Hadoop’s default output delimiter (character separating the output key and value) is a tab ("\t"
). This post explains how to change the default Hadoop output delimiter.
Output Delimiter Configuration Property
The output delimiter of a Hadoop job can easily be changed by setting the mapred.textoutputformat.separator
configuration property. This property can be set from the code itself or from the command line.
Setting delimiter in job class:
//get configuration object
Configuration conf = getConf();
//set output delimiter to comma
conf.set("mapred.textoutputformat.separator", ",");
Setting delimiter from command line:
# adding the following args to a Hadoop job command will change output delimiter to comma
-D mapred.textoutputformat.separator=","
Example
We will use the word count example that comes packaged with Hadoop to show how set a custom output delimiter from the command line.

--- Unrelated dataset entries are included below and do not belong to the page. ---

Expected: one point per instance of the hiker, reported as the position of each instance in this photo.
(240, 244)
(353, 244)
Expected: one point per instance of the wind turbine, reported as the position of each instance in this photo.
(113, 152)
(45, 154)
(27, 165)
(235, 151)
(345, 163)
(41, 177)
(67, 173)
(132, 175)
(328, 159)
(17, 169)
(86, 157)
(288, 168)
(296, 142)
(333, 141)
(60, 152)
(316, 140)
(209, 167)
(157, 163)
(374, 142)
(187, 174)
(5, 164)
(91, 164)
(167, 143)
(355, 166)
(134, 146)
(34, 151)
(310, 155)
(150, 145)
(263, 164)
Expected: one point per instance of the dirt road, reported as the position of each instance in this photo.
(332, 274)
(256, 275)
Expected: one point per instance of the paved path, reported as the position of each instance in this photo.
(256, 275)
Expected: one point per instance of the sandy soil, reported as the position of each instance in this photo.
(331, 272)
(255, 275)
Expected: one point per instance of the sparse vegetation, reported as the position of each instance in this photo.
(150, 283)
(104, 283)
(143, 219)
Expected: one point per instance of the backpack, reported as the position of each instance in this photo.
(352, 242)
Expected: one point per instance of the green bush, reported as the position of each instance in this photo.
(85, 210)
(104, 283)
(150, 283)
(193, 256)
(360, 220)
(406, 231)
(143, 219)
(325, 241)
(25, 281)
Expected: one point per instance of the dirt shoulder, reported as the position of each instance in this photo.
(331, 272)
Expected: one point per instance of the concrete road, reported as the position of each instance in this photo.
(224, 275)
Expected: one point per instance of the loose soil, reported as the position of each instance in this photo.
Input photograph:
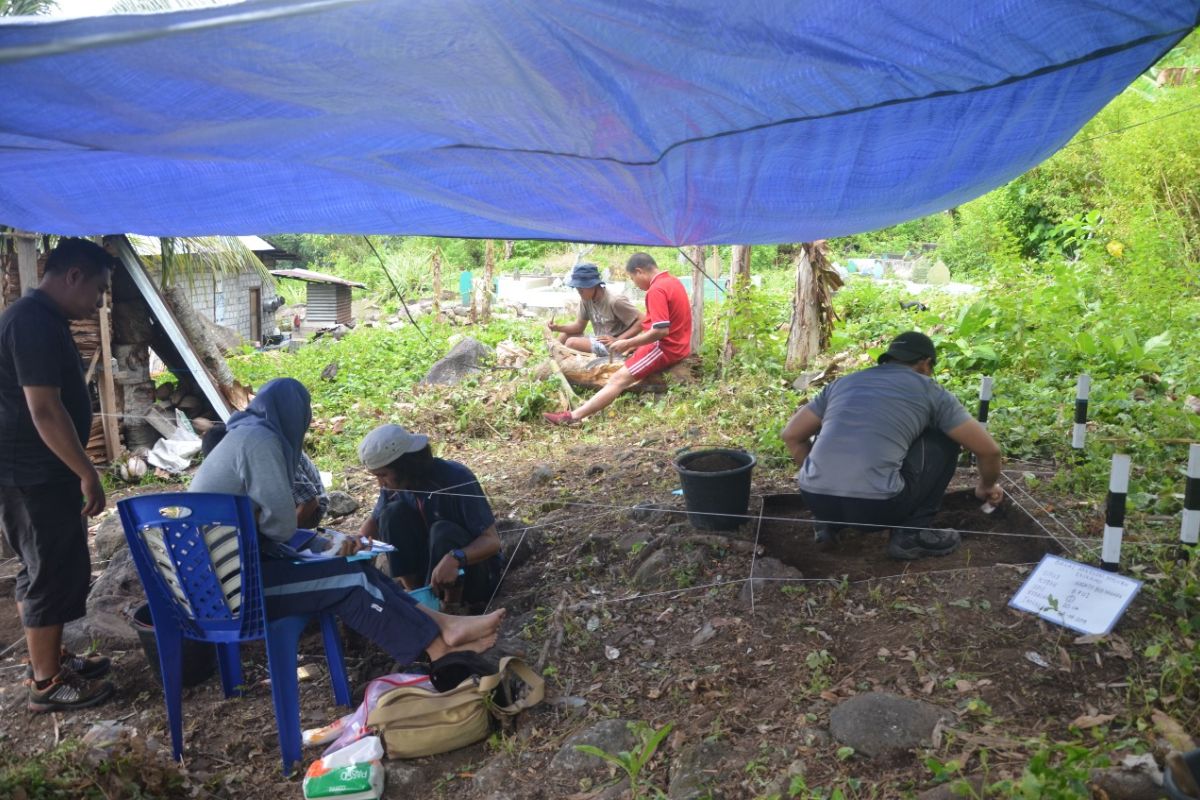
(1006, 536)
(754, 667)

Running word count with default delimiter:
# hadoop command
hadoop jar hadoop-mapreduce-examples-2.8.1.jar wordcount /input-dir /output-dir
# cat output
hadoop fs -cat /output-dir/*
with 56
within 4
without 1
work 12
Running word count with custom delimiter:
# hadoop command
hadoop jar hadoop-mapreduce-examples-2.8.1.jar wordcount -D mapred.textoutputformat.separator="," /input-dir /output-dir
# cat output
hadoop fs -cat /output-dir/*
with,56
within,4
without,1
work,12